東京スクエアガーデンは、5階から地下1階にかけて、段差を利用した植栽で緑化を施しています。総面積3,473㎡におよぶ緑化は、約140種の樹種を織り交ぜることによって季節感の演出効果もあります。

直線の多い建物の立ち上がりは、硬い印象を与えかねません。徹底的な緑化を施すことでユーザーにどのような印象を与えるか、現在はVRによる視覚的影響の実験を行っています。 

熊本城ホール・熊本駅

熊本城ホール・熊本駅の緑化は、近隣の熊本城の景観や公園、緑地などに与える影響も考慮したデザインとなっています。
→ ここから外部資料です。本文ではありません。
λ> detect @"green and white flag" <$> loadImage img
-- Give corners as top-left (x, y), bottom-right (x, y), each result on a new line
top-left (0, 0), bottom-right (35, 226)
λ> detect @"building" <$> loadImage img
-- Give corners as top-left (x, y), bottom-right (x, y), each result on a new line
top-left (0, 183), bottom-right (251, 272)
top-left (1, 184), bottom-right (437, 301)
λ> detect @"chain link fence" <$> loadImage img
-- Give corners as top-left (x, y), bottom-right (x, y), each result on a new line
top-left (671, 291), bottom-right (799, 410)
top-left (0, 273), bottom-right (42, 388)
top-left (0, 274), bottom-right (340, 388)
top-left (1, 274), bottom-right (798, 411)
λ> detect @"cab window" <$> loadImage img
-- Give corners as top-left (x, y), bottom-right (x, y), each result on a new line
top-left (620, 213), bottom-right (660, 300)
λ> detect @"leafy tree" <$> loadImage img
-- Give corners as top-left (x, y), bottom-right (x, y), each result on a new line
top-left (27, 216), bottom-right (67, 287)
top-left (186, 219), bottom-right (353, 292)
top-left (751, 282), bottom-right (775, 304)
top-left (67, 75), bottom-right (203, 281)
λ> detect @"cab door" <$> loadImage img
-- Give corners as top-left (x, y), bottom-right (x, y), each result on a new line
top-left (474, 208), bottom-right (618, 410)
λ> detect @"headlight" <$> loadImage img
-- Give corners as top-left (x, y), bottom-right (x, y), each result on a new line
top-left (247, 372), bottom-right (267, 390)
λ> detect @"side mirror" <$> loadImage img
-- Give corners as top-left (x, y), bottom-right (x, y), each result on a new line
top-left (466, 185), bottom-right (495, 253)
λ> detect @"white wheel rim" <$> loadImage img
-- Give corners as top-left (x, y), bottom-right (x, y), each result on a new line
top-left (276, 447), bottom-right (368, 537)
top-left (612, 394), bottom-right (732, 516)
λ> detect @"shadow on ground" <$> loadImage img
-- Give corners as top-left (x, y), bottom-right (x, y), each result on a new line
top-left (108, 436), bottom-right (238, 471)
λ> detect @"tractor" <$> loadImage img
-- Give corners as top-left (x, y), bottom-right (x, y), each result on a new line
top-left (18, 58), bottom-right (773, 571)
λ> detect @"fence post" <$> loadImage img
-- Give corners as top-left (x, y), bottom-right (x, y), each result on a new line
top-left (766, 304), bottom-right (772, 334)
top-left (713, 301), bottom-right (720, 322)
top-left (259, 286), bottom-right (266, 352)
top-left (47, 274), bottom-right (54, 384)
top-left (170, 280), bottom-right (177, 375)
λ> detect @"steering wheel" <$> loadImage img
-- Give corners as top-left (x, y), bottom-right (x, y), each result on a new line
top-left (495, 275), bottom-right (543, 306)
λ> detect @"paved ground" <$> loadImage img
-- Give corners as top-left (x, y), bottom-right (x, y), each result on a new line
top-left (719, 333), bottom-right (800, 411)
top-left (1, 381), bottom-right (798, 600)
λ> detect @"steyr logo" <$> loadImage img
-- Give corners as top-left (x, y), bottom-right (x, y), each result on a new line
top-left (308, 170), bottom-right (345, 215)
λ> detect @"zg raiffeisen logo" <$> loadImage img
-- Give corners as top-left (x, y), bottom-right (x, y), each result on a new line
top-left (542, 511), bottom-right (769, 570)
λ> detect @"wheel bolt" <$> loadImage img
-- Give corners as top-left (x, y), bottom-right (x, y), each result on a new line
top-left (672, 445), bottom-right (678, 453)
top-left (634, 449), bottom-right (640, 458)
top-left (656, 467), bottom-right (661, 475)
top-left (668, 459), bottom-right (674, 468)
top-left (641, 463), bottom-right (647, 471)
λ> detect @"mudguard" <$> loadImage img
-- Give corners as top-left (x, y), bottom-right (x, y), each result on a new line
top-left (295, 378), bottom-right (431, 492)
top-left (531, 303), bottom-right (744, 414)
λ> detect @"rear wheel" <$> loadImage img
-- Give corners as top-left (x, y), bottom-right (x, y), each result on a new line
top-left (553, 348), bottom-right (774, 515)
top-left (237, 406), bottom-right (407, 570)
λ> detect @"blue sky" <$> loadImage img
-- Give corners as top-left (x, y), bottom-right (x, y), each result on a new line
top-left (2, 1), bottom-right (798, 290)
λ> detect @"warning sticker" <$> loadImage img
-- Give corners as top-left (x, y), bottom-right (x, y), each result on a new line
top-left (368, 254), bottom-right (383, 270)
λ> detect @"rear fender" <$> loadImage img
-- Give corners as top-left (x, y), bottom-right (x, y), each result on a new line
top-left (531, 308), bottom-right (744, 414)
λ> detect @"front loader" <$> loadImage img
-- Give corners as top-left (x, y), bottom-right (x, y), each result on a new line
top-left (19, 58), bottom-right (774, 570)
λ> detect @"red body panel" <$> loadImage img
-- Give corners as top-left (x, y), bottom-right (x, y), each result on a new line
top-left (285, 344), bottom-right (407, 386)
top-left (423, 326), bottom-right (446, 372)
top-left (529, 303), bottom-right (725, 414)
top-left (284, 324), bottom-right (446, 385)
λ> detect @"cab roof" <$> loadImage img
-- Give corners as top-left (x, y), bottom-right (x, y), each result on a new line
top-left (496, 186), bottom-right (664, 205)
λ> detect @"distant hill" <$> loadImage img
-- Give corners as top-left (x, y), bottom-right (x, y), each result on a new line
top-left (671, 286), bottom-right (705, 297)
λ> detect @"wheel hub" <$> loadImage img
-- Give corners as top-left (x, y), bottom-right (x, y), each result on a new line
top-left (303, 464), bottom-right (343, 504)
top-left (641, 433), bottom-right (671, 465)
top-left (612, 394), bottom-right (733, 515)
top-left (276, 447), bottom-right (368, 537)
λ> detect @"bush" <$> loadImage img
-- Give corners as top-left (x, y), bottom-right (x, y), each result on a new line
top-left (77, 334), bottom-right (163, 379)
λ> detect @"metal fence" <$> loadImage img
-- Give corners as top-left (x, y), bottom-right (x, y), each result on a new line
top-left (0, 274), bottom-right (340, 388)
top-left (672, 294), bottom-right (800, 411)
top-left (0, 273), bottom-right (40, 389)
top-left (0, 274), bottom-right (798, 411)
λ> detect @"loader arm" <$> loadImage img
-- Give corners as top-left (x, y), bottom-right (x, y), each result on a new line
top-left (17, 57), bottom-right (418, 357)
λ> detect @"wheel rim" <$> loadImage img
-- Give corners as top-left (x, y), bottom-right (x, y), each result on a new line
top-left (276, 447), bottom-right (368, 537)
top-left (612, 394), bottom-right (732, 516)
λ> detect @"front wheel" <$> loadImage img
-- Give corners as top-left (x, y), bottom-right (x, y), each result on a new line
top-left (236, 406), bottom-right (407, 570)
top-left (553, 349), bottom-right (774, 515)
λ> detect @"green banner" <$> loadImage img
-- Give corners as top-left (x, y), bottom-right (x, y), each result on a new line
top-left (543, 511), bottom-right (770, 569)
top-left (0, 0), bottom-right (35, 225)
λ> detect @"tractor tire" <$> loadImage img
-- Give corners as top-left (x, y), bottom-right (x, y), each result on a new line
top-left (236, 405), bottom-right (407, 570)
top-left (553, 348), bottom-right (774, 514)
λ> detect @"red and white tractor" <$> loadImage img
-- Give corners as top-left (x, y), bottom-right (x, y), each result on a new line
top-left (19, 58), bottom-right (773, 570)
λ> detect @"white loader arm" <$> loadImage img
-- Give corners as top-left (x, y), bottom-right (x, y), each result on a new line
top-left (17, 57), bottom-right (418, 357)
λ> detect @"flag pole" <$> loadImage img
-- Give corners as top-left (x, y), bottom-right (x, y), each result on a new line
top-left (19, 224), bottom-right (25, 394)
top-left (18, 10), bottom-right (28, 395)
地上30mの屋上庭園に加えて、屋内壁面に緑化を施すことで、バイオフィリック・デザインを実現しました。

バイオフィリック・デザインとは、空間デザインに自然を取り入れ、過ごす人の生産性や幸福感を向上させる手法のことです。自然や生命をさす「バイオ」に愛好や趣味をさす「フィリア」を加えた造語で、建物に緑を取り入れるほか、屋外で過ごすことも含まれます。

熊本城ホール・熊本駅の緑化によるユーザーへの影響も、弊社にて今後VR調査を行う予定です。 

まとめ

壁面緑化は、大気浄化や室内環境の快適化など、さまざまな効果が期待できます。緑を取り入れた外観そのものをデザインとして楽しめる点もメリットのひとつです。

日本国内においても、各自治体が壁面緑化や屋上緑化を推進していることから、今後ますます多くの建物に取り入れられていくと考えられます。